Dr. William Tam received his PhD from the University of Toronto in 1995. Between 1996 and 1997 he held a position as a Natural Sciences and Engineering Research Council of Canada (NSERC) postdoctoral research fellow at the Imperial College of Science and Technology in the United Kingdom. Between 1997 and 1998 he was an NSERC postdoctoral research fellow at Harvard University in Massachusetts. Tam joined the Department of Chemistry at the University of Guelph in 1998 where he is now a full professor.
The objective of Tam’s research is to develop new methodologies in organic synthesis to construct complex organic molecules with high regio-, stereo- and enantiocontrol. Investigation on novel synthetic methodologies for the construction of different ring systems, including: nitrogen-containing heterocyclic compounds, spirocyclic compounds, attached-ring compounds and polycyclic compounds, is of particular interest. Key areas of focus include:
Intramolecular cycloadditions of substituted norbornadienes. Tam’s long-term goal is to develop an efficient route for the construction of anguarly fused tricyclic and spirocyclic complex natural products with biological activity.
Synthesis of substituted norbornadienes. Substituted norbornadienes are important compounds, which have found a place as key intermediates in the synthesis of many natural products, such as prostaglandins PGH2 and PGG2, cis-Trikentrin B, and b-santalol. Photochemical valence isomerization between norbornadiene and quadricyclane is of interest as a solar energy conversion and storage system. Tam and his research group have developed a new method via a double lithium-halide exchange of 2,3-dibromonorbornadiene for the synthesis of a variety of 2,3-disubstituted norbornadienes (Can. J. Chem. 2000, 78, 527). They have also studied the Pd-catalyzed Sonogashira couplings and Suzuki couplings of 2,3-dibromonorbornadienes for the synthesis of symmetrical and unsymmetric norbornadiene-2,3-diynes (Synthesis 2002,1675) and 2,3-diarylsubstituted norbornadienes (Eur. J. Org. Chem. 2005, 1044).

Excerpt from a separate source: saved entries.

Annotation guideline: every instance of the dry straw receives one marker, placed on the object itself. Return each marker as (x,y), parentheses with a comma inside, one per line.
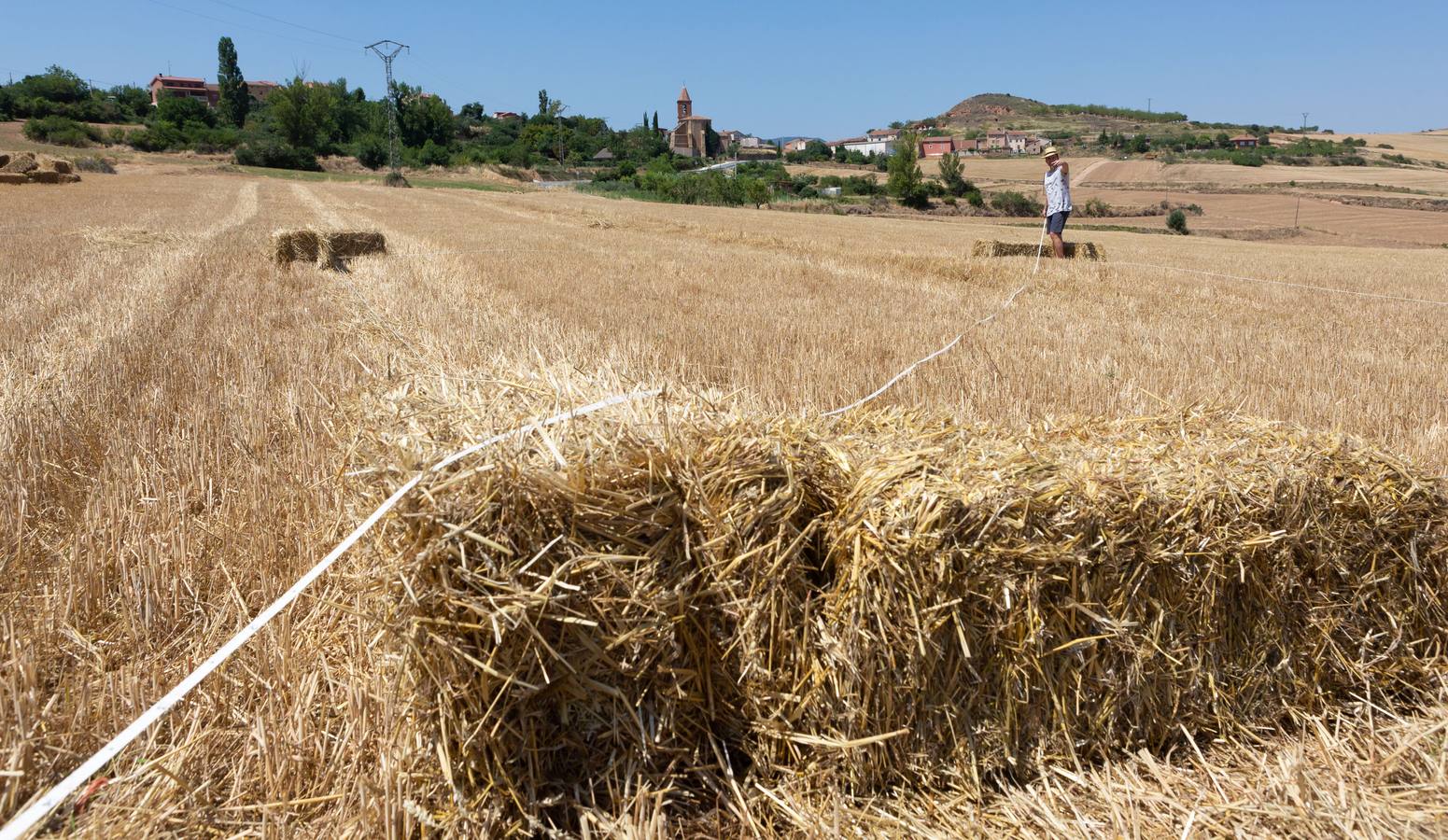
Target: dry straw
(896,604)
(1074,249)
(325,249)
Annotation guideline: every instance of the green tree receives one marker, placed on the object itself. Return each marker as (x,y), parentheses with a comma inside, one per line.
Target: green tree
(756,191)
(302,113)
(906,180)
(233,97)
(178,110)
(950,175)
(422,116)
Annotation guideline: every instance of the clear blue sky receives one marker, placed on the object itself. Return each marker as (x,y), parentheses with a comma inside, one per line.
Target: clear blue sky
(827,68)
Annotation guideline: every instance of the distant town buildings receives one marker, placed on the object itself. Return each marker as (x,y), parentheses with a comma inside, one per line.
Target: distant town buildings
(690,138)
(199,89)
(885,141)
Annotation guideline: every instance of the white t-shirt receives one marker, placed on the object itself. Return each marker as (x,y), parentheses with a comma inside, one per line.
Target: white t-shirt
(1058,191)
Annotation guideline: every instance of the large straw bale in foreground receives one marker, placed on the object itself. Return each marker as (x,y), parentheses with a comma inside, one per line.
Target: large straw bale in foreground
(903,603)
(1074,249)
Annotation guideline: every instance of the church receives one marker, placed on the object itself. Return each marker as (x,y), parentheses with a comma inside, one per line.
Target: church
(690,138)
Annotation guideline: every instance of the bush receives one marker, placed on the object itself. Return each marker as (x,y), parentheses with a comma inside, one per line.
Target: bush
(157,138)
(61,132)
(373,152)
(275,155)
(1012,203)
(433,155)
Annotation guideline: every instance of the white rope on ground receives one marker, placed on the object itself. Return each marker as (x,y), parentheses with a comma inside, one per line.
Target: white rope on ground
(1329,288)
(52,798)
(941,351)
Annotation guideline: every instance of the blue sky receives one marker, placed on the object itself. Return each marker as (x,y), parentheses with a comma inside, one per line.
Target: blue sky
(795,68)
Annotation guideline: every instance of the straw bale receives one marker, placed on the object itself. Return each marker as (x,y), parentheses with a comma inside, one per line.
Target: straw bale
(1074,249)
(22,162)
(348,244)
(899,603)
(325,249)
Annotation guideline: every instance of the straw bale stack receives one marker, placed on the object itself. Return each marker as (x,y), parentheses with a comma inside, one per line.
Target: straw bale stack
(1074,249)
(325,249)
(898,603)
(28,168)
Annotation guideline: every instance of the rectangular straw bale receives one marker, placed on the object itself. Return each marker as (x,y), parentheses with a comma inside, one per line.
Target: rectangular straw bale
(294,246)
(898,601)
(1074,249)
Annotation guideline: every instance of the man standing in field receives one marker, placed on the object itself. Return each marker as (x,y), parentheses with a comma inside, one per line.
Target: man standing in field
(1058,199)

Transition metal-catalyzed [2+2] cycloadditions. Studies on transition metal-catalyzed [2+2] cycloadditions between alkenes and alkynes are one of the major foci of Tam’s research program. His group has recently studied various aspects of Ru-catalyzed [2+2] cycloadditions, including: asymmetric cycloadditions (Angew. Chem. Int. Ed. 2004, 43, 610), reactivity studies (J. Org. Chem. 2004, 69, 8467; J. Org. Chem. 2006, 71, 5830), remote substituent effects (Org. Lett. 2000, 2, 3031), studies of alkynyl halides (Org. Lett. 2004, 6, 4543) and ynamides (Org. Lett. 2005, 7, 3681) as the alkyne component in the cycloaddition, theoretical studies (J. Org. Chem. 2006, 71, 3793; Tetrahedron 2007, 63, 7659) and others.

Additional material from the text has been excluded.